GRAPH REPRESENTATION LEARNING ONREAL-WORLD COMPLEX NETWORKS
The Hong Kong University of Science and Technology (Guangzhou)
Data Science and Analytics Thrust
PhD Thesis Proposal Examination
By Mr SONG Yifan
Abstract
Graph Representation Learning (GRL) has become a fundamental approach for analyzing complex networks. However, a significant gap exists between the capabilities of traditional GRL models and the multifaceted challenges presented by real-world networks. This thesis proposal identifies three critical challenges in dealing with real-world complex graphs: scale and dynamics, data incompleteness, and graphs with negative feedback. To address these challenges, we propose a novel and effective solution for each.
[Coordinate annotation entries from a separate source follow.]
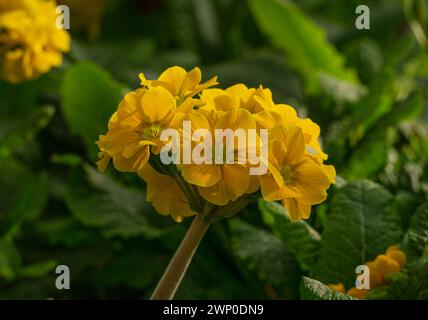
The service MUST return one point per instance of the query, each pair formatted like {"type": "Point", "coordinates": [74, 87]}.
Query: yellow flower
{"type": "Point", "coordinates": [286, 115]}
{"type": "Point", "coordinates": [394, 260]}
{"type": "Point", "coordinates": [166, 196]}
{"type": "Point", "coordinates": [136, 127]}
{"type": "Point", "coordinates": [294, 178]}
{"type": "Point", "coordinates": [220, 183]}
{"type": "Point", "coordinates": [266, 113]}
{"type": "Point", "coordinates": [179, 83]}
{"type": "Point", "coordinates": [30, 42]}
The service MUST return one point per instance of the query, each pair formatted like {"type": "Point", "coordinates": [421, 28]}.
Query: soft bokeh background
{"type": "Point", "coordinates": [366, 88]}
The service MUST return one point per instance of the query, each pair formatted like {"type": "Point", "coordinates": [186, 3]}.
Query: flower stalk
{"type": "Point", "coordinates": [174, 273]}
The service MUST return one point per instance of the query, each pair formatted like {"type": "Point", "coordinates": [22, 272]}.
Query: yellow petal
{"type": "Point", "coordinates": [296, 209]}
{"type": "Point", "coordinates": [190, 81]}
{"type": "Point", "coordinates": [312, 182]}
{"type": "Point", "coordinates": [215, 194]}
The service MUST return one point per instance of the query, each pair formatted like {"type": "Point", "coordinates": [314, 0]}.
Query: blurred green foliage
{"type": "Point", "coordinates": [366, 88]}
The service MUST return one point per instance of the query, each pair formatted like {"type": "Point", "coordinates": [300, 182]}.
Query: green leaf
{"type": "Point", "coordinates": [10, 260]}
{"type": "Point", "coordinates": [371, 156]}
{"type": "Point", "coordinates": [65, 232]}
{"type": "Point", "coordinates": [31, 202]}
{"type": "Point", "coordinates": [299, 237]}
{"type": "Point", "coordinates": [263, 253]}
{"type": "Point", "coordinates": [409, 285]}
{"type": "Point", "coordinates": [416, 238]}
{"type": "Point", "coordinates": [304, 43]}
{"type": "Point", "coordinates": [89, 98]}
{"type": "Point", "coordinates": [372, 107]}
{"type": "Point", "coordinates": [311, 289]}
{"type": "Point", "coordinates": [37, 270]}
{"type": "Point", "coordinates": [118, 210]}
{"type": "Point", "coordinates": [361, 225]}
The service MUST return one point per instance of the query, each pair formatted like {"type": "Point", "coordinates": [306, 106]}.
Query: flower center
{"type": "Point", "coordinates": [287, 174]}
{"type": "Point", "coordinates": [151, 132]}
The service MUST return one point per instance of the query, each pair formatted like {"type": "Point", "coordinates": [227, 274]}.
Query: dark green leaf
{"type": "Point", "coordinates": [299, 237]}
{"type": "Point", "coordinates": [263, 253]}
{"type": "Point", "coordinates": [416, 238]}
{"type": "Point", "coordinates": [89, 98]}
{"type": "Point", "coordinates": [311, 289]}
{"type": "Point", "coordinates": [362, 224]}
{"type": "Point", "coordinates": [304, 43]}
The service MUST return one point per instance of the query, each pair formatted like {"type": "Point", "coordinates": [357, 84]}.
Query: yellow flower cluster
{"type": "Point", "coordinates": [30, 42]}
{"type": "Point", "coordinates": [295, 173]}
{"type": "Point", "coordinates": [392, 261]}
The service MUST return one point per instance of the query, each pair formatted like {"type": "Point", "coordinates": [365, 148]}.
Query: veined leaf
{"type": "Point", "coordinates": [89, 97]}
{"type": "Point", "coordinates": [304, 43]}
{"type": "Point", "coordinates": [118, 210]}
{"type": "Point", "coordinates": [416, 238]}
{"type": "Point", "coordinates": [263, 253]}
{"type": "Point", "coordinates": [311, 289]}
{"type": "Point", "coordinates": [361, 225]}
{"type": "Point", "coordinates": [299, 237]}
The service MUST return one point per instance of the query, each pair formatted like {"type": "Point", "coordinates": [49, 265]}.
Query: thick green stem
{"type": "Point", "coordinates": [177, 267]}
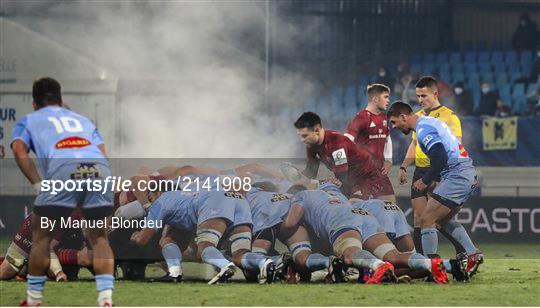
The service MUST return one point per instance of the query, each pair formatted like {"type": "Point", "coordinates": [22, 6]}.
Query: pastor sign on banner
{"type": "Point", "coordinates": [499, 133]}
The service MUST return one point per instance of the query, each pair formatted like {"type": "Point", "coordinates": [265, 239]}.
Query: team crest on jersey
{"type": "Point", "coordinates": [85, 171]}
{"type": "Point", "coordinates": [72, 142]}
{"type": "Point", "coordinates": [340, 157]}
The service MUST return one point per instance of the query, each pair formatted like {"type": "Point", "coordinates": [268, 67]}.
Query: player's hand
{"type": "Point", "coordinates": [332, 180]}
{"type": "Point", "coordinates": [135, 236]}
{"type": "Point", "coordinates": [402, 177]}
{"type": "Point", "coordinates": [387, 165]}
{"type": "Point", "coordinates": [419, 185]}
{"type": "Point", "coordinates": [61, 276]}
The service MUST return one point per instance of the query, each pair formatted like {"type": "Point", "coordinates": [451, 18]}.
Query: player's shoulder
{"type": "Point", "coordinates": [443, 113]}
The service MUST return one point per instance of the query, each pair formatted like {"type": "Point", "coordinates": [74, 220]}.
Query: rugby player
{"type": "Point", "coordinates": [16, 258]}
{"type": "Point", "coordinates": [67, 145]}
{"type": "Point", "coordinates": [349, 230]}
{"type": "Point", "coordinates": [448, 160]}
{"type": "Point", "coordinates": [428, 97]}
{"type": "Point", "coordinates": [352, 165]}
{"type": "Point", "coordinates": [268, 207]}
{"type": "Point", "coordinates": [369, 129]}
{"type": "Point", "coordinates": [209, 214]}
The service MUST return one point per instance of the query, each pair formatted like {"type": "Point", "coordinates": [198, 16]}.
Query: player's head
{"type": "Point", "coordinates": [378, 95]}
{"type": "Point", "coordinates": [46, 91]}
{"type": "Point", "coordinates": [309, 127]}
{"type": "Point", "coordinates": [400, 115]}
{"type": "Point", "coordinates": [266, 186]}
{"type": "Point", "coordinates": [296, 188]}
{"type": "Point", "coordinates": [427, 92]}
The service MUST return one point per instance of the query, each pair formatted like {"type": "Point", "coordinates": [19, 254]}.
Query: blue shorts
{"type": "Point", "coordinates": [71, 198]}
{"type": "Point", "coordinates": [389, 216]}
{"type": "Point", "coordinates": [456, 187]}
{"type": "Point", "coordinates": [217, 204]}
{"type": "Point", "coordinates": [366, 225]}
{"type": "Point", "coordinates": [242, 213]}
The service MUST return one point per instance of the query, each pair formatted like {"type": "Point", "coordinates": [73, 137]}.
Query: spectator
{"type": "Point", "coordinates": [526, 35]}
{"type": "Point", "coordinates": [535, 70]}
{"type": "Point", "coordinates": [489, 101]}
{"type": "Point", "coordinates": [463, 99]}
{"type": "Point", "coordinates": [533, 98]}
{"type": "Point", "coordinates": [409, 89]}
{"type": "Point", "coordinates": [384, 78]}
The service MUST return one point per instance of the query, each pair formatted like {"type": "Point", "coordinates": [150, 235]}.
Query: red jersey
{"type": "Point", "coordinates": [351, 164]}
{"type": "Point", "coordinates": [370, 130]}
{"type": "Point", "coordinates": [23, 237]}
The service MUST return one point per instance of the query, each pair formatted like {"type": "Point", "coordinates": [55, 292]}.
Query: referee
{"type": "Point", "coordinates": [427, 93]}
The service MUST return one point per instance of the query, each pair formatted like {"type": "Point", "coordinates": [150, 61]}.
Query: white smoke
{"type": "Point", "coordinates": [210, 59]}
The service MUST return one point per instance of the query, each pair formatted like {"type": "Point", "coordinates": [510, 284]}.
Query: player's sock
{"type": "Point", "coordinates": [316, 261]}
{"type": "Point", "coordinates": [104, 286]}
{"type": "Point", "coordinates": [252, 261]}
{"type": "Point", "coordinates": [34, 289]}
{"type": "Point", "coordinates": [213, 256]}
{"type": "Point", "coordinates": [68, 256]}
{"type": "Point", "coordinates": [418, 261]}
{"type": "Point", "coordinates": [173, 257]}
{"type": "Point", "coordinates": [458, 232]}
{"type": "Point", "coordinates": [430, 241]}
{"type": "Point", "coordinates": [447, 265]}
{"type": "Point", "coordinates": [417, 239]}
{"type": "Point", "coordinates": [363, 258]}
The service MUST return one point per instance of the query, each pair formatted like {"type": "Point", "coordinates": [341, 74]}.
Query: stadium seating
{"type": "Point", "coordinates": [504, 69]}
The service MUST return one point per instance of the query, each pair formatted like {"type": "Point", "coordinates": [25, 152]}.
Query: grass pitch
{"type": "Point", "coordinates": [510, 276]}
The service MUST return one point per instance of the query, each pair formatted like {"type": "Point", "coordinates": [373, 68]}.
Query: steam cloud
{"type": "Point", "coordinates": [209, 58]}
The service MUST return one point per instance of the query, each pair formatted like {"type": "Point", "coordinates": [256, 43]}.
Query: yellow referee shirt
{"type": "Point", "coordinates": [444, 114]}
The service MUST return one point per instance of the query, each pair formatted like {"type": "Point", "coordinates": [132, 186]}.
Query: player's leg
{"type": "Point", "coordinates": [381, 246]}
{"type": "Point", "coordinates": [387, 191]}
{"type": "Point", "coordinates": [306, 261]}
{"type": "Point", "coordinates": [7, 270]}
{"type": "Point", "coordinates": [102, 257]}
{"type": "Point", "coordinates": [39, 257]}
{"type": "Point", "coordinates": [404, 243]}
{"type": "Point", "coordinates": [209, 234]}
{"type": "Point", "coordinates": [172, 254]}
{"type": "Point", "coordinates": [246, 259]}
{"type": "Point", "coordinates": [348, 246]}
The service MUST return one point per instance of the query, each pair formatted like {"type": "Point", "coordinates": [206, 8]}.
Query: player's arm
{"type": "Point", "coordinates": [387, 155]}
{"type": "Point", "coordinates": [141, 238]}
{"type": "Point", "coordinates": [292, 221]}
{"type": "Point", "coordinates": [353, 128]}
{"type": "Point", "coordinates": [438, 160]}
{"type": "Point", "coordinates": [312, 165]}
{"type": "Point", "coordinates": [455, 126]}
{"type": "Point", "coordinates": [407, 161]}
{"type": "Point", "coordinates": [25, 163]}
{"type": "Point", "coordinates": [246, 170]}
First, to tackle the challenge of scale and dynamics, we introduce LTGE (Large-scale Temporal Graph Embedding). This method employs a novel temporal similarity matrix factorization technique to efficiently capture temporal dynamics at an unprecedented scale, successfully generating embeddings for graphs with over a billion edges. Additionally, we develop LTGEInc, an incremental update algorithm with provable error bounds, which enables rapid adaptation to evolving graph structures. Second, to address data incompleteness, a pervasive issue that severely degrades Graph Neural Network (GNN) performance, we propose DDFI (Diverse and Distribution-aware Missing Feature Imputation). DDFI uniquely combines feature propagation with a Graph Masked Autoencoder and introduces a two-step inference process to mitigate feature distribution shifts in inductive learning settings. Its effectiveness is validated on multiple public datasets, as well as on a newly collected real-world benchmark dataset with naturally missing features, referred to as Sailing. Finally, to model graphs with negative feedback, we develop SPGNN (Signed Proximity-based Graph Neural Network) for signed graph recommendation. SPGNN introduces novel Signed Local and Global Proximity metrics alongside a Spectral Feature Initialization strategy, replacing standard GNN convolutions to better capture the nuanced structural information of signed graphs. This approach achieves state-of-the-art performance on multiple benchmark datasets. In summary, building upon the current preliminary results and findings, we expect to create a cohesive toolkit that advances GRL towards scalable, robust, and semantically faithful modeling of real-world complex networks, supported by principled theory and reproducible benchmarks.
TPE Committee
Chair of Committee: Prof. FAN, Mingming
Prime Supervisor: Prof. TANG, Jing
Co-Supervisor: Prof. YANG, Jinglei
Examiner: Prof. DING, Ningning
Date
29 August 2025
Time
10:30:00 - 11:30:00
Location
E3-201 (HKUST-GZ)